Daily Journal
Daily Journal

China ameaça retaliar EUA após restrição a robôs humanoides

O governo chinês prometeu contramedidas após a FCC restringir a importação de robôs humanoides e equipamentos avançados por segurança nacional.

Daily Journal
Foto: Canaltech
||
31/07 às 08:15 · atualizado 19:31

Pontos principais

  • A FCC proibiu a entrada de robôs humanoides e equipamentos robóticos estrangeiros no mercado americano.
  • O governo dos EUA justifica a medida citando riscos à segurança cibernética e proteção de dados.
  • O Ministério do Comércio da China classificou a decisão como prejudicial e ameaçou retaliações contra empresas americanas.
  • Fabricantes chineses como Agibot, Unitree e UBTech foram diretamente impactados pela nova restrição.
  • As ações da UBTech registraram queda superior a 6% na Bolsa de Hong Kong após o anúncio.

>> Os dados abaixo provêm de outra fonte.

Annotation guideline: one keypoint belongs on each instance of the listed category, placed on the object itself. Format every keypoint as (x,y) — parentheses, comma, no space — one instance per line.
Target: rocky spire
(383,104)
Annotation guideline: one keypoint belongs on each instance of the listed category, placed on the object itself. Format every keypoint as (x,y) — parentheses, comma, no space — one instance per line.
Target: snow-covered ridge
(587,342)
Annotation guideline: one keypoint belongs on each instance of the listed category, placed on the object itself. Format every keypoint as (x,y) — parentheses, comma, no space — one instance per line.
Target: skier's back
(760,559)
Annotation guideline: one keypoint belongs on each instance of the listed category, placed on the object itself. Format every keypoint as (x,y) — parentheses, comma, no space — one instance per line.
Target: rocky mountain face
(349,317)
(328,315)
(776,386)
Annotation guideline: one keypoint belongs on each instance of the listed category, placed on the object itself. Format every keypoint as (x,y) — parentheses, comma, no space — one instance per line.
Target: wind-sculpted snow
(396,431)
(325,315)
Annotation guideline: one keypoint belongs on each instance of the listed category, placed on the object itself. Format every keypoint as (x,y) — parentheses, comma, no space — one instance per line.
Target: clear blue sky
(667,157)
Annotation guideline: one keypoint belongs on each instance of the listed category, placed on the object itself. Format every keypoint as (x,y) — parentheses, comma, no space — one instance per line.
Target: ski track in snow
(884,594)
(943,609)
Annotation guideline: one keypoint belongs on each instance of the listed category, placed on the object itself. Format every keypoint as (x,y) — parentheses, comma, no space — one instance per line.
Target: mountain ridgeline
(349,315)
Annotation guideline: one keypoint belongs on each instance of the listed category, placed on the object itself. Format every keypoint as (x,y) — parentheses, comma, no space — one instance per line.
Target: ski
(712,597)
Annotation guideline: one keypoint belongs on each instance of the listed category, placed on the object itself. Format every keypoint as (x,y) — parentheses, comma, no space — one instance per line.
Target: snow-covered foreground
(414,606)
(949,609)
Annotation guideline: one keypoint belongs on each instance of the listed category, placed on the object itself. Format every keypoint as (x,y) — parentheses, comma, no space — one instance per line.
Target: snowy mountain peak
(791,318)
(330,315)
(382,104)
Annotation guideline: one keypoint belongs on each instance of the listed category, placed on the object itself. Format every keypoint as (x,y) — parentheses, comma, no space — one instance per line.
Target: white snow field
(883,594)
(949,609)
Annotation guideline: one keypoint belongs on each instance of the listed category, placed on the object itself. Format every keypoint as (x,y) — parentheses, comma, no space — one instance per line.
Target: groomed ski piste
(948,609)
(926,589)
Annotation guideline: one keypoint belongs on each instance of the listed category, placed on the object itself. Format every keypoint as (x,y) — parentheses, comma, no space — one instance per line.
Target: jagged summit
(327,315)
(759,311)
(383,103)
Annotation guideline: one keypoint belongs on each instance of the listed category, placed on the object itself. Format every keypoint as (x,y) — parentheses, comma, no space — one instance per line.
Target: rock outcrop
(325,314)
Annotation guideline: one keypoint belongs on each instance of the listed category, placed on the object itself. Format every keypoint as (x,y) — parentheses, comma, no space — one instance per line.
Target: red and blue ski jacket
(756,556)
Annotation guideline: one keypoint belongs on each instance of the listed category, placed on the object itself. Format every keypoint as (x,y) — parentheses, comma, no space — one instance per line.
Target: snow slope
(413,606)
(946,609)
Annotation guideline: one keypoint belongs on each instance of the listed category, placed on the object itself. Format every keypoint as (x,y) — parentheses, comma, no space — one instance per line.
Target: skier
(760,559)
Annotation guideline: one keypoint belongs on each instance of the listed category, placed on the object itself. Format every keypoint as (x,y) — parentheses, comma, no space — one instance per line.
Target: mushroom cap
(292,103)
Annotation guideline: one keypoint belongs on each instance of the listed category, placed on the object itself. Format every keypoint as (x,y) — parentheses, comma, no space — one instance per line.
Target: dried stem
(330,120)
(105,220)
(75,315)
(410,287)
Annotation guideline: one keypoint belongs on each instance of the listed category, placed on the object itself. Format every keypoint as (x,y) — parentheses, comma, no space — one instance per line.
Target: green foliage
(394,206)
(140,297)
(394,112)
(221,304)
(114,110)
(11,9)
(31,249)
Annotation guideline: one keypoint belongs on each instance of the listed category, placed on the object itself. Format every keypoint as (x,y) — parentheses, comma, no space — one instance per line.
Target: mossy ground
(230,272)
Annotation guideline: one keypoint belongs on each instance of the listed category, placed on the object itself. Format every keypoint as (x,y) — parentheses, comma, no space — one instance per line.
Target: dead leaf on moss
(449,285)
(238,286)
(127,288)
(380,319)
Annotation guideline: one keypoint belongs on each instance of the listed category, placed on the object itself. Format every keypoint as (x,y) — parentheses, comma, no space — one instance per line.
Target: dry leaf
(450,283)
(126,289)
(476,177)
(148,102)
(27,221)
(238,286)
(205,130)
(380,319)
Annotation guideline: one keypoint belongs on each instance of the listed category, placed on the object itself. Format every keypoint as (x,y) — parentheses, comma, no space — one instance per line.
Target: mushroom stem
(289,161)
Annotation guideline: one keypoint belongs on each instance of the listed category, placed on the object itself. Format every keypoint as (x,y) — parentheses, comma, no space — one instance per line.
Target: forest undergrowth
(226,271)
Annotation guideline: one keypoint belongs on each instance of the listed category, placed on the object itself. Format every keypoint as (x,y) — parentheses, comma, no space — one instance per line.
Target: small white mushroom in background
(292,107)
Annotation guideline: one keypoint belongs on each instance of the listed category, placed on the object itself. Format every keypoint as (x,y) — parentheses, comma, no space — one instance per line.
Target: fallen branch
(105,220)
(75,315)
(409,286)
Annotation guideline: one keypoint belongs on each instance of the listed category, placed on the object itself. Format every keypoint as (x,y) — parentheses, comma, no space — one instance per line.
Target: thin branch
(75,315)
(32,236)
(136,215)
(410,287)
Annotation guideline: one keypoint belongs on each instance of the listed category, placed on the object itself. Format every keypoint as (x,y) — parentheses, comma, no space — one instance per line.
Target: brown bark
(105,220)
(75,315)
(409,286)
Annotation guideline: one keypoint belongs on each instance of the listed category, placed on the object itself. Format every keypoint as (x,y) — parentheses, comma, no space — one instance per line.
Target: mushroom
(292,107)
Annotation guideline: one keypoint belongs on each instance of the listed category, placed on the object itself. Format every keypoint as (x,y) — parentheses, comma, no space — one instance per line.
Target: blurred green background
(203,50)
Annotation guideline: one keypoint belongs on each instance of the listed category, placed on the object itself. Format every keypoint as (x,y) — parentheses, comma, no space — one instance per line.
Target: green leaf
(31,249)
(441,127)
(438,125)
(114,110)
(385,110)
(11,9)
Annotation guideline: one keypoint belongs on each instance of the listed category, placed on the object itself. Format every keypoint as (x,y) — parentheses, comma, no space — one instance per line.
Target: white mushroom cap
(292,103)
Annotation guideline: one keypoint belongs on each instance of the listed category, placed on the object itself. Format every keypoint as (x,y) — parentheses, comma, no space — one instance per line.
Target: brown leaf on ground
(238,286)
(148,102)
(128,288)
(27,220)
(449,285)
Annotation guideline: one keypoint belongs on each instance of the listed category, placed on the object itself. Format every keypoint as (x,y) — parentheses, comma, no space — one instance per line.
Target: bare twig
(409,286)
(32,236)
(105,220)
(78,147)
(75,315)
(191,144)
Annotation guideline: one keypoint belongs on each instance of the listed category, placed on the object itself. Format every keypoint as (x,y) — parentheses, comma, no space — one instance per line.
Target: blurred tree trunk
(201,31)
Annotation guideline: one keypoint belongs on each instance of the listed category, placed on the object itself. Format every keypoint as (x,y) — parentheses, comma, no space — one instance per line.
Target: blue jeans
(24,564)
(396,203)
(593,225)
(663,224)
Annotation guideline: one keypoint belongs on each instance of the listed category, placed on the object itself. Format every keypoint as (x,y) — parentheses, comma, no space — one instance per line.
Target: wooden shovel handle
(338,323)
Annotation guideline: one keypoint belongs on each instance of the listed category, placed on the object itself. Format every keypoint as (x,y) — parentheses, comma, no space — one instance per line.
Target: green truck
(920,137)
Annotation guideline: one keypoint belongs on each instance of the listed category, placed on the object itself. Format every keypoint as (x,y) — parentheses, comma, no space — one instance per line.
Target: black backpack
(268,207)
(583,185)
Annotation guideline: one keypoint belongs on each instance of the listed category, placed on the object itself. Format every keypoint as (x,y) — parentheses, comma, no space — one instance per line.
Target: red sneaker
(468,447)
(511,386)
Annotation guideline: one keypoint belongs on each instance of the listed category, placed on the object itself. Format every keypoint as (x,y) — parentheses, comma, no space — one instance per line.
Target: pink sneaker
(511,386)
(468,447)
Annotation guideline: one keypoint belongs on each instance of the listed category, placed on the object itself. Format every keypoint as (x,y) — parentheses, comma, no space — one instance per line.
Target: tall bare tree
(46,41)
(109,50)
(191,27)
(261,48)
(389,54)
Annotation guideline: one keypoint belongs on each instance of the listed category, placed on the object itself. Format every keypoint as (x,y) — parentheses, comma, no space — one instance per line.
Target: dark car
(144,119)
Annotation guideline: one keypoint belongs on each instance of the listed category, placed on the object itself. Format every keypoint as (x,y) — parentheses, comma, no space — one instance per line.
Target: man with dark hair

O governo chinês manifestou forte oposição à decisão da Comissão Federal de Comunicações (FCC) dos Estados Unidos de restringir a importação de robôs humanoides e outros equipamentos robóticos avançados. As autoridades de Pequim classificaram a medida como uma prática discriminatória e ameaçaram implementar contramedidas contra empresas americanas que operam no país. A restrição, fundamentada por Washington em preocupações com a segurança nacional e possíveis vulnerabilidades cibernéticas, impacta diretamente líderes do setor na China, como Agibot, Unitree e UBTech, cujas ações sofreram desvalorização imediata no mercado financeiro asiático. O episódio ocorre em um momento de escalada nas tensões comerciais entre as duas potências, que também debatem a regulação de modelos de inteligência artificial e o uso de tecnologias de código aberto. Enquanto o governo de Donald Trump se aproxima do prazo final para definir um novo marco regulatório para a IA, o setor tecnológico observa com cautela os desdobramentos dessa guerra comercial, que agora se estende para além do software, atingindo a infraestrutura física de robótica. A expectativa é que o impasse diplomático continue a influenciar as relações bilaterais, com possíveis desdobramentos em um eventual encontro entre Donald Trump e Xi Jinping previsto para setembro.

Comentários

Carregando comentários...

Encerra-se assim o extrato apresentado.